PENN PRINTOUT
The University of Pennsylvania's Online Computing Magazine

PENN PRINTOUT February 1993 - Volume 9:4

[Printout | Contents | Search ]


Navigating the Internet: Tools for discovery

By Judy Smith and Daniel Updegrove

Franklin, Penn's online library catalog, PennInfo, our campus-wide information system, and Whois, the online electronic mail directory, are three popular resources on PennNet, the campus data network. Since passwords are not required for these systems, many users are, in fact, affiliates of other universities, government agencies, or industrial firms. Their link to PennNet is the Internet, a network of more than one million computers in forty countries.

Penn students, faculty, and staff, in turn, can access thousands of resources around the world: library catalogs, campus information systems, directories, databases, and archives. The number of institutions joining the Internet, the number of individuals with access, and the number of resources being contributed to this public domain continue to grow rapidly. But how does one navigate in such a vast sea of information?

Until recently, only intrepid researchers and networking gurus understood enough about network addressing, user command interfaces, and technical tricks to use the Internet for more than electronic mail. New navigation tools--easy to use, widely available, and free--have dramatically changed this. Now anyone can, in a matter of minutes, learn to explore from Sweden to Singapore in search of scholarly, technical, or avocational treasure. (See the "Internet hunt," sidebar for examples.)

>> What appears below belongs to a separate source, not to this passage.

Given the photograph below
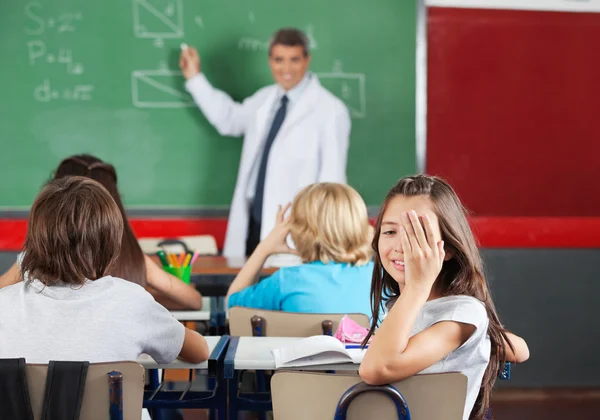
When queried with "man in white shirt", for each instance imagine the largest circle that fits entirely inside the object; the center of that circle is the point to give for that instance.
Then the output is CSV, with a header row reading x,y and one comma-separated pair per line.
x,y
295,133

Five Internet navigation tools--Archie, Gopher, Veronica, WAIS, and World-Wide Web--are introduced in this article, followed by instructions on accessing Gopher, which provides links to the other four tools, as well as to PennInfo. As with PennInfo, these tools are usable via any computer that can emulate a VT100 terminal, but additional power and ease of use are available with versions that operate as clients on Macintoshes and other workstations with IP/ethernet connections.


Archie

The Internet community has been amassing text, image, software, and database resources for over twenty years. Historically, these resources have been stored in public repositories known as anonymous FTP servers. FTP is the Internet-standard high-speed file transfer protocol, used for exchange of private information by trusted parties with passwords as well as for publishing information without passwords, i.e., anonymously.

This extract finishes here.